So many  flights. None of them mine.
  • Goldy | The Stranger
  • So many flights. None of them mine.

I'm stuck at O'Hare in a perpetual three-hour layover. Every time we seem to move a little closer to departure, they move the departure time a little further away. And that is on top of the hour delay on our first segment. It's Sisyphean.

To be clear, had I been late for my flight I'd be out the price of the ticket (or at the very least, a $150 change fee). But American Airlines is actually under no legal obligation to get us where we're going in any time frame remotely close to what we purchased. If they don't get us out tonight, they'll get us out tomorrow. Maybe. If they find some room on another flight. Or whenever.

Air travel doesn't have to be this way. Nor was it always.

Yeah, I know: Flying is so much cheaper now than it was in the days of regulation. So I should quit my whining. But while this conventional wisdom is true, it does not necessarily mean that commercial air travel is cheaper today than it would have been had the regulatory regime continued. Indeed, according to a 2007 study, inflation-adjusted airline fares have actually fallen less steeply since deregulation than they had during the 30 years prior.

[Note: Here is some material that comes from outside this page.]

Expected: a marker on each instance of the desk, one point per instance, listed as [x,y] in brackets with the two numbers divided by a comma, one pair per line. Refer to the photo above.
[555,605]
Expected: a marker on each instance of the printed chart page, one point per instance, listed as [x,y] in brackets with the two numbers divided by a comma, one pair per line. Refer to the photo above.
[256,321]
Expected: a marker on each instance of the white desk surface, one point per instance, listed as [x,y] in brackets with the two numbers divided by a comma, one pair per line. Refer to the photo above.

This paper makes clear that the grant of pricing freedom to the airline industry has generally resulted in average prices being higher than they would have been had regulation continued under the DPFI rate-setting policies.

Airline fares were never static. The maximum fare was determined by a complex regulatory formula that took into account a variety of factors and capped profits at a reasonable return on investment. Given the productivity gains the industry has seen, most travelers would have seen fares fall faster under the old regulations than in the good old free market. And by far the largest impact on productivity is the size of the plane, an evolution that would have likely occurred with or without deregulation.

Also, the regulatory regime was not set in stone. The fare-setting formula and other rules could have, and likely would have been adjusted to deal with changing industry realities. While we can't know that fares would have continued to fall as they had during the 30 years prior to deregulation, we've got no reason to suppose that they wouldn't have.

And under the old regulatory regime, I'd probably be well on my way home by now, as AA would have just rebooked me on the next flight to Seattle—whatever the airline—not the next AA flight... of which there isn't any tonight.

And that would make "unavoidable" delays like this a bit more avoidable.